Monitoring the operation

Monitoring should always start with the operating system's resources and how they are utilized. On a system level, identify if a resource is saturated, such as CPU (processor utilisation), IO (network, disc, or memory), Memory, and so on.

The NiFi and Elasticsearch heaps, and also native memory utilization, should be given special attention. If the memory size is inadequate for the workload, it must be extended. After each tuning adjustment, the heap and native memory use should be monitored. This is crucial when increasing processor concurrency or increasing bucket.size/flowfile size.

The Graphana NiFi Performance graph is the most convenient way to track the index's overall development. You can look at the total execution pace, determine the speed of major processor groups, and see how much data is generated and uploaded to Elasticsearch.

Grafana

You can use Grafana to analyze the performance of the ingest pipeline. The two most useful graphs are Queued Items and Wait Link.
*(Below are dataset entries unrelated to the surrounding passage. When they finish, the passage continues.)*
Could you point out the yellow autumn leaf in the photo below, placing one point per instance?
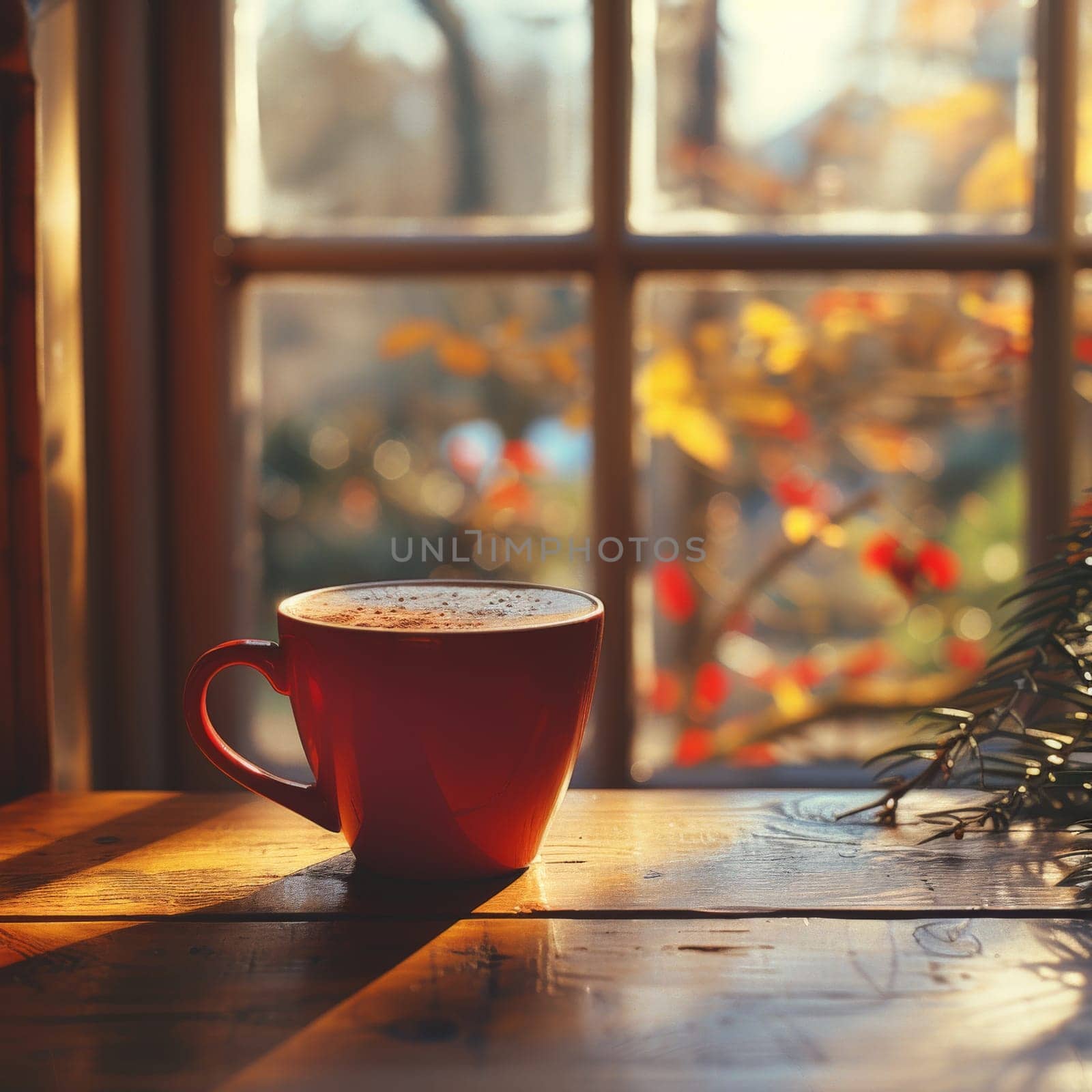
(844, 322)
(462, 355)
(786, 353)
(766, 320)
(659, 420)
(577, 415)
(999, 180)
(790, 698)
(562, 364)
(1013, 317)
(762, 409)
(667, 377)
(940, 116)
(799, 523)
(702, 436)
(409, 336)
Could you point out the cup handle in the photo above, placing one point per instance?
(267, 658)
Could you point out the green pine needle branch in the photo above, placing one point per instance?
(1024, 730)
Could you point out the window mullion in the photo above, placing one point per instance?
(1050, 399)
(613, 482)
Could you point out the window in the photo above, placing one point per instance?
(794, 283)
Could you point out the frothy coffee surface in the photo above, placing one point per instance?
(437, 606)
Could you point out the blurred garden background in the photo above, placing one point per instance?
(850, 447)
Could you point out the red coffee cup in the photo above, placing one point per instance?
(438, 753)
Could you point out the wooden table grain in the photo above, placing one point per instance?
(664, 939)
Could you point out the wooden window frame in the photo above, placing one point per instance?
(207, 265)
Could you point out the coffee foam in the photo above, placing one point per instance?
(436, 606)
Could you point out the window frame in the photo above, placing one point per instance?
(214, 547)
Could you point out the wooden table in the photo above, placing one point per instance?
(664, 940)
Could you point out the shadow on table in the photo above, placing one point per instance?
(191, 1001)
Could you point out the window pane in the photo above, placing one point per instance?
(410, 116)
(1082, 387)
(1084, 120)
(849, 450)
(393, 412)
(848, 116)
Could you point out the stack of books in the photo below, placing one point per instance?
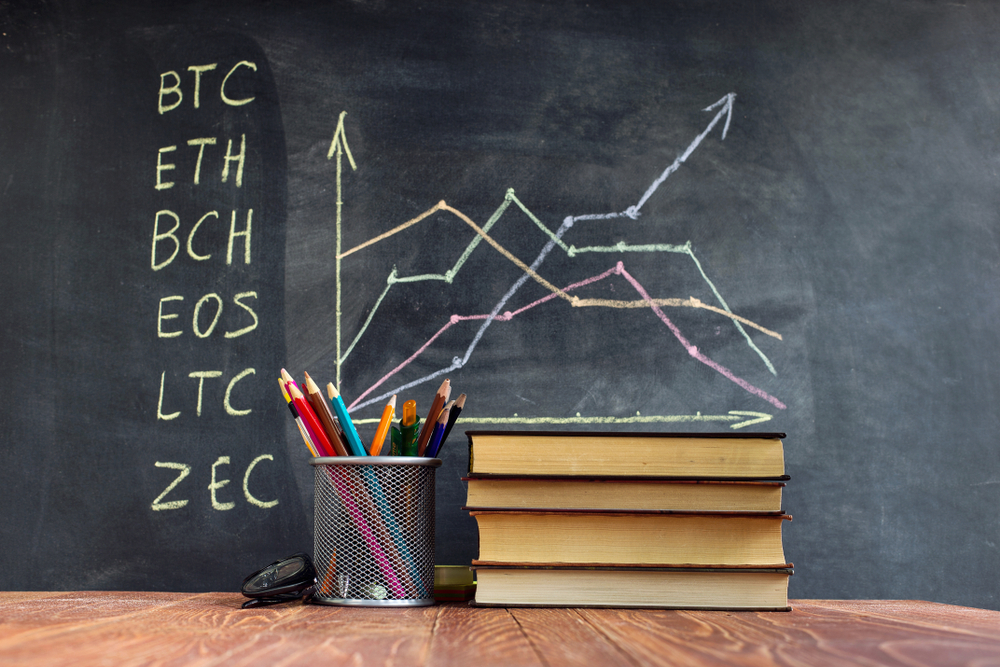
(685, 520)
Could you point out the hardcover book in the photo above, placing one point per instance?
(625, 454)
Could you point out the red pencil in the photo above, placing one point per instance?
(323, 445)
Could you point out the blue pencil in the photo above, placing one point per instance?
(437, 435)
(351, 433)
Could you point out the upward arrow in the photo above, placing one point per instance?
(339, 146)
(727, 110)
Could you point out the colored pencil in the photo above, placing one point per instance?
(383, 426)
(353, 439)
(323, 445)
(322, 409)
(435, 440)
(453, 417)
(440, 398)
(298, 420)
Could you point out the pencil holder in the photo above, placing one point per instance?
(374, 530)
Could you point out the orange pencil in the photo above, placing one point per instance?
(383, 426)
(440, 398)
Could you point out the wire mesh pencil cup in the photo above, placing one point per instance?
(373, 530)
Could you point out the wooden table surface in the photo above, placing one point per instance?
(132, 628)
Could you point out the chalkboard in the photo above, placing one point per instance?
(629, 216)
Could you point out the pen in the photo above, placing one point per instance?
(326, 420)
(440, 398)
(383, 426)
(298, 420)
(350, 433)
(408, 425)
(434, 442)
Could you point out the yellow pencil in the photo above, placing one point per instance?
(383, 426)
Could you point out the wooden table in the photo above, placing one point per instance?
(101, 628)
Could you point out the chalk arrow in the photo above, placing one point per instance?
(338, 146)
(727, 110)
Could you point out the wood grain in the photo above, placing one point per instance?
(135, 628)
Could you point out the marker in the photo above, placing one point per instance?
(453, 417)
(434, 443)
(350, 433)
(298, 420)
(440, 398)
(323, 446)
(408, 429)
(326, 420)
(383, 426)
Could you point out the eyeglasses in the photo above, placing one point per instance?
(283, 580)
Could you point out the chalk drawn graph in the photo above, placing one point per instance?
(383, 388)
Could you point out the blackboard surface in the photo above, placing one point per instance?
(612, 216)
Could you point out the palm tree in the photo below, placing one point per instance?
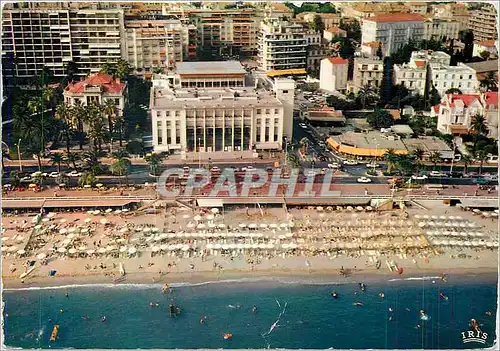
(435, 158)
(64, 114)
(109, 109)
(390, 157)
(478, 128)
(56, 159)
(466, 160)
(121, 168)
(304, 143)
(93, 162)
(72, 158)
(153, 159)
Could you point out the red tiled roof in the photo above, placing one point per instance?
(372, 44)
(396, 17)
(338, 60)
(487, 43)
(110, 85)
(491, 98)
(466, 98)
(336, 30)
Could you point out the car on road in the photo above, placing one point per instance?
(351, 162)
(74, 174)
(436, 174)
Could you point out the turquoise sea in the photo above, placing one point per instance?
(288, 315)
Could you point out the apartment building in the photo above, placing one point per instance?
(462, 77)
(333, 74)
(452, 10)
(440, 28)
(456, 112)
(282, 45)
(51, 37)
(368, 72)
(393, 30)
(220, 114)
(483, 23)
(158, 42)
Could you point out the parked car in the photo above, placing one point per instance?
(74, 174)
(364, 180)
(351, 162)
(436, 174)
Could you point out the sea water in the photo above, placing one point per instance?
(288, 315)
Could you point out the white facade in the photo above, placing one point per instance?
(393, 30)
(219, 119)
(333, 74)
(282, 45)
(462, 77)
(367, 72)
(437, 29)
(456, 112)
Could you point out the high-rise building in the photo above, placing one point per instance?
(483, 23)
(282, 45)
(38, 37)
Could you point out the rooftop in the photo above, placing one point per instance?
(210, 67)
(223, 97)
(396, 17)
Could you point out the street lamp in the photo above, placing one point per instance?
(199, 153)
(19, 155)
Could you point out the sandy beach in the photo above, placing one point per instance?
(324, 241)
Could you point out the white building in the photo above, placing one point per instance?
(282, 45)
(462, 77)
(455, 112)
(439, 28)
(333, 74)
(486, 45)
(211, 111)
(393, 30)
(367, 73)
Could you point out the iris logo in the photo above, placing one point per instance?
(474, 336)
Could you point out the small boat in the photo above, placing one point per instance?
(55, 331)
(25, 274)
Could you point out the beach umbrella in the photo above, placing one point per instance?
(41, 256)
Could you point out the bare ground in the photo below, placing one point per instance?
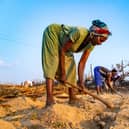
(24, 108)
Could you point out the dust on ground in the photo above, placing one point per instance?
(24, 108)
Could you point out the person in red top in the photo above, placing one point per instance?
(104, 75)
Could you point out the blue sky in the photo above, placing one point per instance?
(22, 23)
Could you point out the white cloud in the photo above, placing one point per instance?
(4, 64)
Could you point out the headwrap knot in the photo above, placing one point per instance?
(99, 28)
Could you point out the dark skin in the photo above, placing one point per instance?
(81, 66)
(82, 61)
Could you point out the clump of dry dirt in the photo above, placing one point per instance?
(23, 111)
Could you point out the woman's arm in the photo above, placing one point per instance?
(81, 66)
(64, 49)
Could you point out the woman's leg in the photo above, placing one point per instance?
(49, 91)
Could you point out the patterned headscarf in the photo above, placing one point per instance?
(99, 28)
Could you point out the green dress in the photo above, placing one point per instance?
(54, 36)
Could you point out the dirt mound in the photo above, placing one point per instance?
(24, 112)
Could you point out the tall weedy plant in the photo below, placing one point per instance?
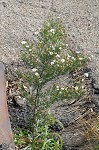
(47, 60)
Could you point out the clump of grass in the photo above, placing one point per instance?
(48, 60)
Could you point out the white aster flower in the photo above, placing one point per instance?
(62, 88)
(52, 63)
(60, 48)
(82, 80)
(57, 87)
(52, 31)
(73, 58)
(23, 42)
(83, 87)
(58, 56)
(27, 46)
(37, 32)
(53, 48)
(62, 60)
(30, 50)
(34, 69)
(51, 53)
(78, 52)
(58, 17)
(76, 88)
(37, 74)
(68, 56)
(80, 58)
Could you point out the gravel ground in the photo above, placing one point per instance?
(20, 19)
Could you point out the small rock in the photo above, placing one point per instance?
(72, 138)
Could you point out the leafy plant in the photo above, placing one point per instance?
(46, 61)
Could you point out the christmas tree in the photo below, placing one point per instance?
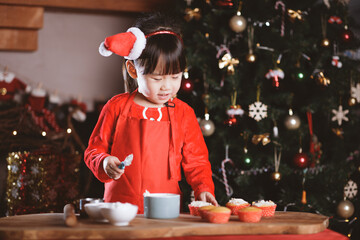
(276, 87)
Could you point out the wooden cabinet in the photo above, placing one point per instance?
(20, 20)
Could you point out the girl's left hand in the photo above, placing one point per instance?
(208, 197)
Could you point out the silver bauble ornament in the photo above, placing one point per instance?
(292, 122)
(345, 209)
(237, 23)
(207, 127)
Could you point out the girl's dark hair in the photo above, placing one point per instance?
(168, 47)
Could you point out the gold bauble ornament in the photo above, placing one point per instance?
(345, 209)
(276, 176)
(207, 127)
(237, 23)
(325, 42)
(352, 101)
(292, 122)
(320, 78)
(251, 57)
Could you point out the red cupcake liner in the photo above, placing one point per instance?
(268, 211)
(218, 217)
(203, 213)
(253, 216)
(235, 208)
(194, 210)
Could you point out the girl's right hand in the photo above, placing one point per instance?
(110, 166)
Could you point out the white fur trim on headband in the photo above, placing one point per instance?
(139, 44)
(103, 51)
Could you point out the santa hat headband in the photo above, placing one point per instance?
(129, 44)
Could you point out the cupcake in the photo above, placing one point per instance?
(235, 204)
(204, 210)
(250, 214)
(195, 205)
(267, 207)
(218, 215)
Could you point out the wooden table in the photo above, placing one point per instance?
(51, 226)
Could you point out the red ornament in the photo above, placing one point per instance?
(187, 85)
(224, 3)
(301, 160)
(231, 121)
(347, 35)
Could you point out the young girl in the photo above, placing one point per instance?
(159, 131)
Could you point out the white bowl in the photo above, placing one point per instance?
(161, 205)
(119, 214)
(93, 210)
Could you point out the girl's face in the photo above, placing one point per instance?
(157, 89)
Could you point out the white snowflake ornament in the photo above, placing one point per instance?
(340, 115)
(350, 189)
(258, 110)
(355, 92)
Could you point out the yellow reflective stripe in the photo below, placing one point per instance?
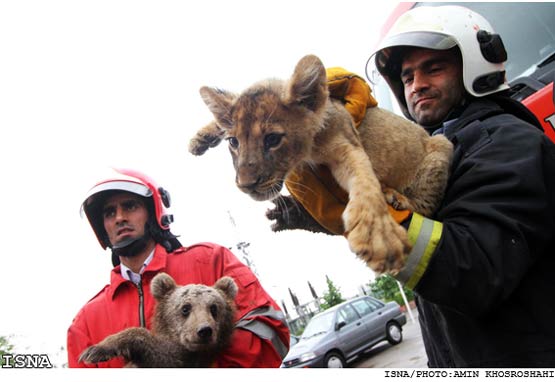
(424, 234)
(434, 237)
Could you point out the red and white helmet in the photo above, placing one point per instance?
(441, 28)
(130, 181)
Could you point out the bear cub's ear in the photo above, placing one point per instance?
(227, 286)
(162, 284)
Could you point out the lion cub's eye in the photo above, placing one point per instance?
(186, 310)
(233, 142)
(272, 140)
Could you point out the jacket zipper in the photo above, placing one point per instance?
(141, 304)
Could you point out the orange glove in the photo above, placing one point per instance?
(316, 189)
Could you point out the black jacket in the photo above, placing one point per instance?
(487, 297)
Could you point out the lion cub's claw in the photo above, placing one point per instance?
(95, 354)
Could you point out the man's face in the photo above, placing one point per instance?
(433, 84)
(125, 215)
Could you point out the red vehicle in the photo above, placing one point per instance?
(528, 33)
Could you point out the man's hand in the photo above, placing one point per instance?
(290, 214)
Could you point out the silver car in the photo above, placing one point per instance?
(338, 335)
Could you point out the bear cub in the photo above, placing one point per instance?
(192, 324)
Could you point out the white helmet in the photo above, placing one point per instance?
(442, 28)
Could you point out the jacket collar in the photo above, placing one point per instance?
(157, 264)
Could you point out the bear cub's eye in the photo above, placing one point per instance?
(214, 311)
(233, 142)
(186, 310)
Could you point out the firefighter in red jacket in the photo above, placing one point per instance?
(128, 214)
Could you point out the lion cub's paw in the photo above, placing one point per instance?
(377, 240)
(396, 199)
(95, 354)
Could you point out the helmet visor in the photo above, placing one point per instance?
(429, 40)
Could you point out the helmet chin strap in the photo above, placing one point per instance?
(124, 243)
(131, 247)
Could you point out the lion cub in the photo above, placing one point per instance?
(275, 126)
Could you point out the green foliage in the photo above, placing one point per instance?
(5, 348)
(386, 289)
(332, 296)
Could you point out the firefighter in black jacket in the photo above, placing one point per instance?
(483, 267)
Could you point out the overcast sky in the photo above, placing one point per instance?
(89, 85)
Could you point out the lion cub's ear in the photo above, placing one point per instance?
(308, 85)
(219, 102)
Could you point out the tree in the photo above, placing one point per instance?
(386, 288)
(332, 296)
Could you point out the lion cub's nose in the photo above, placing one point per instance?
(248, 183)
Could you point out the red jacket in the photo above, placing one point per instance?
(118, 306)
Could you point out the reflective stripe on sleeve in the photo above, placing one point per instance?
(424, 234)
(262, 329)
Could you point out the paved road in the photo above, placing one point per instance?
(409, 353)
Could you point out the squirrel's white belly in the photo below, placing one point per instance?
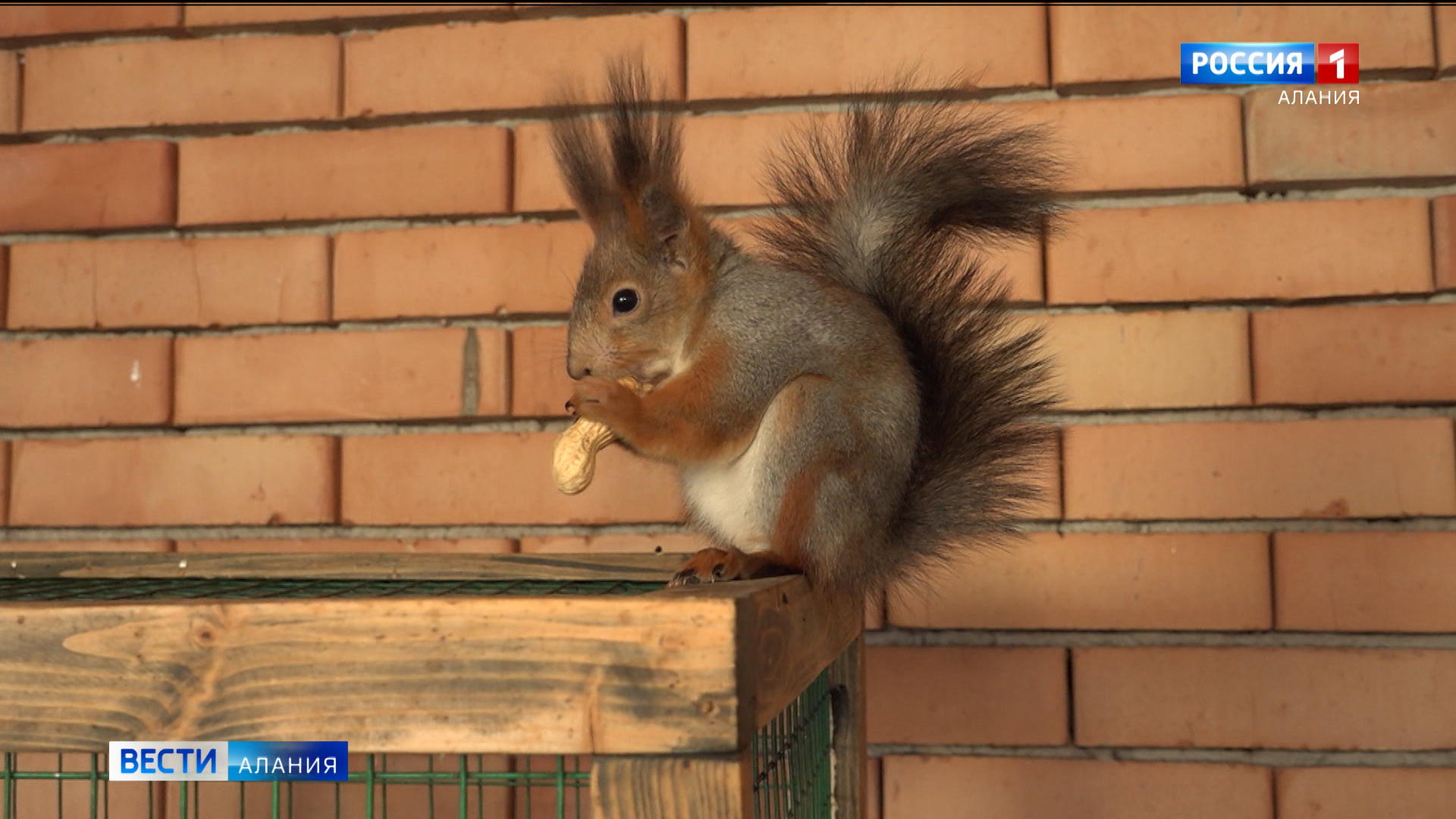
(724, 497)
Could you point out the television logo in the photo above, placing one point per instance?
(229, 761)
(1270, 63)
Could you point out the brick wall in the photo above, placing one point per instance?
(306, 289)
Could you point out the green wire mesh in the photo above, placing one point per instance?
(792, 758)
(791, 755)
(60, 786)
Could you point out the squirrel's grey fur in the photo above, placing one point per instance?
(865, 350)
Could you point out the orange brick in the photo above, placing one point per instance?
(424, 171)
(724, 155)
(1092, 580)
(350, 545)
(1312, 143)
(683, 542)
(539, 381)
(1147, 143)
(72, 18)
(177, 82)
(85, 382)
(1392, 37)
(174, 480)
(9, 93)
(1366, 580)
(495, 479)
(1298, 698)
(1329, 468)
(85, 547)
(1242, 251)
(1150, 359)
(1343, 354)
(226, 14)
(1443, 222)
(316, 376)
(169, 281)
(1445, 15)
(437, 271)
(89, 186)
(983, 787)
(1047, 477)
(800, 52)
(1357, 793)
(419, 67)
(943, 695)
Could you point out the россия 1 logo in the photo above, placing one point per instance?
(1276, 63)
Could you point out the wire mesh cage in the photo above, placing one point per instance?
(799, 760)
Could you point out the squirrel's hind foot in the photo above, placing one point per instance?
(714, 566)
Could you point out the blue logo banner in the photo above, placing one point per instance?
(1248, 63)
(229, 761)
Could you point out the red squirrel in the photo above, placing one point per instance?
(852, 403)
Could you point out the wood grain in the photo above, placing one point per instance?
(683, 670)
(344, 566)
(485, 675)
(786, 635)
(670, 787)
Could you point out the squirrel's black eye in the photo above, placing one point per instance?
(623, 302)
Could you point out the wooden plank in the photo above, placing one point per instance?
(654, 567)
(848, 678)
(786, 634)
(485, 675)
(670, 787)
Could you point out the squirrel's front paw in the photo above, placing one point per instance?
(601, 400)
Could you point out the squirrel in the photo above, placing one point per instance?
(855, 403)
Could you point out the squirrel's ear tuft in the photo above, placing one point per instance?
(628, 178)
(584, 169)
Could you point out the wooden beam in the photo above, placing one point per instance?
(653, 567)
(672, 787)
(786, 632)
(482, 675)
(682, 670)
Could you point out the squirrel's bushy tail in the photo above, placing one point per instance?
(889, 203)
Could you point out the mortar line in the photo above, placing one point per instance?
(1264, 758)
(693, 108)
(1161, 639)
(1116, 200)
(52, 534)
(555, 423)
(513, 321)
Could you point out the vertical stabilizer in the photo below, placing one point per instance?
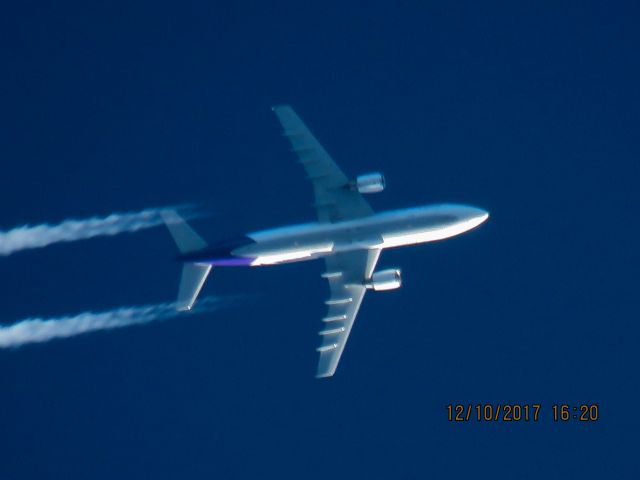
(193, 275)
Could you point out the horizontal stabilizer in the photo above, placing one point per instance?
(192, 281)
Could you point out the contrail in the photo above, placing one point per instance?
(37, 236)
(38, 330)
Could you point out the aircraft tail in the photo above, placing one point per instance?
(193, 275)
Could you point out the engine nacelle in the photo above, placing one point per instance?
(370, 183)
(385, 280)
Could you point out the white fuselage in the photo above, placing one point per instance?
(383, 230)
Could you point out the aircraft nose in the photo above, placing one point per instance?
(474, 215)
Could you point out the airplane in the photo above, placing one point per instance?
(348, 235)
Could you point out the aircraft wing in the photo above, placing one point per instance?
(346, 273)
(334, 200)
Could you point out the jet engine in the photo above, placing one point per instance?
(385, 280)
(369, 183)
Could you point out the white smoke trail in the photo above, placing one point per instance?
(38, 330)
(37, 236)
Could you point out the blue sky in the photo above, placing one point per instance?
(528, 111)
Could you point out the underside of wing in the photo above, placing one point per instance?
(346, 273)
(334, 199)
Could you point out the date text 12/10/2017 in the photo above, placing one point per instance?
(516, 412)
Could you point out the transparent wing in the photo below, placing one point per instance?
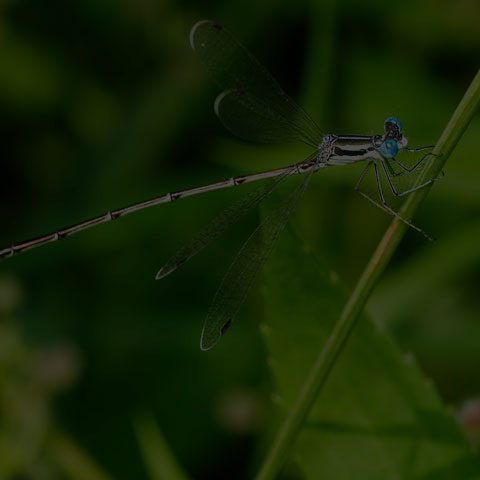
(221, 222)
(253, 105)
(248, 262)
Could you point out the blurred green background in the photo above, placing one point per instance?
(103, 104)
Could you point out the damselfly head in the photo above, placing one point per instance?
(389, 148)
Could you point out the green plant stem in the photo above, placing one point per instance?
(377, 264)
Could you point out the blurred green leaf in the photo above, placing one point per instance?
(377, 416)
(159, 460)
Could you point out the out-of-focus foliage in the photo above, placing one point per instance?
(103, 104)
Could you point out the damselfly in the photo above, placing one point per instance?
(254, 107)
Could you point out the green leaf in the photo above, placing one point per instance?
(377, 416)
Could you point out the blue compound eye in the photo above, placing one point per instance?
(394, 120)
(389, 148)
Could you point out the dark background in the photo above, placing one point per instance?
(103, 104)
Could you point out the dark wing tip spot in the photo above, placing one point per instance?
(225, 327)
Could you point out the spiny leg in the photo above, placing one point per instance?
(394, 190)
(412, 169)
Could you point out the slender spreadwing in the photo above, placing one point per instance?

WaitLink process groups are added between process groups in the NiFi ingest connectors to ensure that the previous stage is completed before the subsequent stage is started. Data currently in use in an ongoing process cannot be used in subsequent stages. Furthermore, this reduces the probability of multiple processes operating at the same time, which might result in significant spikes in CPU, network, memory, or disc IO resource requests.

The time spent on WaitLink can be used to estimate the total time spent on a stage and identify the stages that consume the most time and/or resources during the build. Since WaitLink is not available for all process groups, the Queued Items graph offers more details about the processing time for each process group.

The Bulk Service <- XXXX> charts are useful to look at within Queued Items. The processed data (index documents) is sent from NiFi to Elasticsearch by these process groups. Bulk Service - Product is the most essential. Use the timestamp in WaitLink to access the corresponding stages because the curve runs from the beginning to the finish of the ingest pipeline.

The next two graphs, for example, illustrate that the Product Stage 1e has the most queued items. This observation indicates that the retrieving data group and the processing data group are capable of handling the task rapidly and sending large amounts of data to the Bulk service group for transmission.

The duration with 100 queued items is short in this example, thus it is not a concern. A possible bottleneck in the pipeline would be a process group that takes longer and has a larger number of queued items.

Grafana may also be used to track other parameters.

NiFi counters and reporting

When running an ingest pipeline, you can verify the pipeline report using NiFi counters or Grafana.

Due to high resource consumption, the NiFi counters access http://nifi.<your domain>/nifi/counters is disabled by default.

You can enable it by adding the following two line within nifi-app.yaml /commerce-helmchart-master/hcl-commerce-helmchart/stable/hcl-commerce/templates/nifi-app.yaml before installing NiFi:

- name: "DOMAIN_NAME"
value: "{{ .Release.Namespace }}.svc.cluster.local"
- name: "SPIUSER_NAME"
value: {{ $.Values.common.spiUserName | quote }}
- name: "FEATURE_NIFI_COUNTER"
value: "true"
- name: "VAULT_CA"
value: {{ .Values.vaultCA.enabled | quote }}

Examine the report while the test is ongoing or after the ingest process is done if you enable it. One disadvantage is that each connection can only display one report. By using the same connector, another ingest pipeline can be run at the same time (please allow a couple of minutes for this to complete). Once the ingest pipeline starts, the report created for the previous run is deleted.

The ingest report, Ingest Metrics, is sent to the index run within Elasticsearch once an ingest pipeline is completed. Grafana can be set up to display the report in the format you specify. All of the reports for the various ingest pipelines and connections are saved. To view the report, select connector and runID.

At Grafana, the data for Ingest Metrics differs from that for Queued Items/ Wait Link. Elasticsearch receives the metrics from NiFi after the ingest process is complete. However, Queued Items/ Wait Link uses Prometheus to collect data in real time.

You may not want to finish an ingest pipeline before running it again for tuning purposes, or the process could fail at any time throughout the ingest process. In these circumstances, NiFi counters may make reporting for particular stages of an ingest pipeline easier.

Kibana

Kibana can be used to monitor the resource consumption of Elasticsearch. For more information about Kibana, see Kibana documentation.

Kibana is monitoring Elasticsearch activities in this graph. The CPU usage, JVM heap, and IO operations rate are the key metrics for the index building process. The IO operation rate is the main metric since it is difficult to push faster overall throughput if the IO rate is fully utilised. If the speed is unacceptable, the best course of action is to look into other options that have a higher throughput.